Desde o começo não fui com a cara dela.

— Não vai ser um trabalho muito fácil.

— Pago o que for preciso. Dinheiro não é o problema.

— Por que a senhora não compra um Audi?

— Ele já tem.

— Último modelo?

Importado direto da Alemanha, ela disse, olhando para mim como se eu fosse um coco de cachorro, mas não era uma cara de nojo não, essas donas não tem nojo de coco de cachorro, elas amam os seus cachorros.

Uma vez vi uma dona dessas passeando com seu cachorro pela exposição e quando o poodle fez coco, ela naturalmente retirou um lencinho e escondeu o coco do cachorro dentro da bolsa. Essas donas não têm nojo de nada. Essa cara que elas fazem é de superioridade, se acham superiores ao coco.

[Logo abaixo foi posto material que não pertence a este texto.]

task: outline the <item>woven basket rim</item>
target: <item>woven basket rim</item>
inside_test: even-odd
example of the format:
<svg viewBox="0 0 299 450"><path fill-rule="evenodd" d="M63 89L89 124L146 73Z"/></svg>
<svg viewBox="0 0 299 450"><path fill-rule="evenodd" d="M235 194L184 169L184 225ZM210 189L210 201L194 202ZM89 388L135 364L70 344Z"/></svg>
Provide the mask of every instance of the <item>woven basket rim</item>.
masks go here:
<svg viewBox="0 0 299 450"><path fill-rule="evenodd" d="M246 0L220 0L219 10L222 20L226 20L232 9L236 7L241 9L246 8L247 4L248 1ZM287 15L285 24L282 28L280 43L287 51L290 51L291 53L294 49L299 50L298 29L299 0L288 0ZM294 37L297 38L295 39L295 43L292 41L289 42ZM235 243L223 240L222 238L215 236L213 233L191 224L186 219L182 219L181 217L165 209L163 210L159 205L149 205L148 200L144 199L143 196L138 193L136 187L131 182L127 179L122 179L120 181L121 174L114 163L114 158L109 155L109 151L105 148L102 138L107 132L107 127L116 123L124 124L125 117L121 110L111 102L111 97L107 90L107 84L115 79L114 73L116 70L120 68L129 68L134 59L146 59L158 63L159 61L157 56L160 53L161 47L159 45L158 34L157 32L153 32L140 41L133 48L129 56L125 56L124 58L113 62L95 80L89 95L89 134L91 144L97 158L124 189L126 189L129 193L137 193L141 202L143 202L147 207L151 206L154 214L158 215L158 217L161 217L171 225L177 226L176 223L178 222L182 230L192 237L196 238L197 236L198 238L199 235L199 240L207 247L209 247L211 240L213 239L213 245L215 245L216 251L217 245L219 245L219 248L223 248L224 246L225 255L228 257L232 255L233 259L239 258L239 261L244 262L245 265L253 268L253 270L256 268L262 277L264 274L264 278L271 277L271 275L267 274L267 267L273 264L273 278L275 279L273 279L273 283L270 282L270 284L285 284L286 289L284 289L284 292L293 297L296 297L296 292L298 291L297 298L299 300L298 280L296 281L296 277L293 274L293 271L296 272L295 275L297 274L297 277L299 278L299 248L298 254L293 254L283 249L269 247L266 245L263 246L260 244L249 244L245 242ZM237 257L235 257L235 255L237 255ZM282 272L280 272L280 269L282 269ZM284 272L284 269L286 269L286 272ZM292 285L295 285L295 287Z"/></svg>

Era de manhãzinha, eu tinha acabado de sair de casa pra comprar pão na padaria, andava pela calçada, distraído, bocejando como um bode velho, foi quando o avistei. Lá estava ele dando sopa. Senti um aperto no peito. Sem dúvida, era um chevi GP 77. Estava caindo aos pedaços. Ninguém quer roubar carro velho. Olhei em volta. Cheio de gente na rua. A policia tá cagando para esse tipo de roubo. Restauro os carros na oficina, que montei no fundo da minha casa, e vendo para os colecionadores. Negocio garantido. Está cheio de carro velho por ai dando sopa, maltratado por donos relapsos. Botei a mão no bolso e peguei a ferramenta. Bang. Bang. Dois tiros na cabeça do tiozinho que tentou arrancar com o carro.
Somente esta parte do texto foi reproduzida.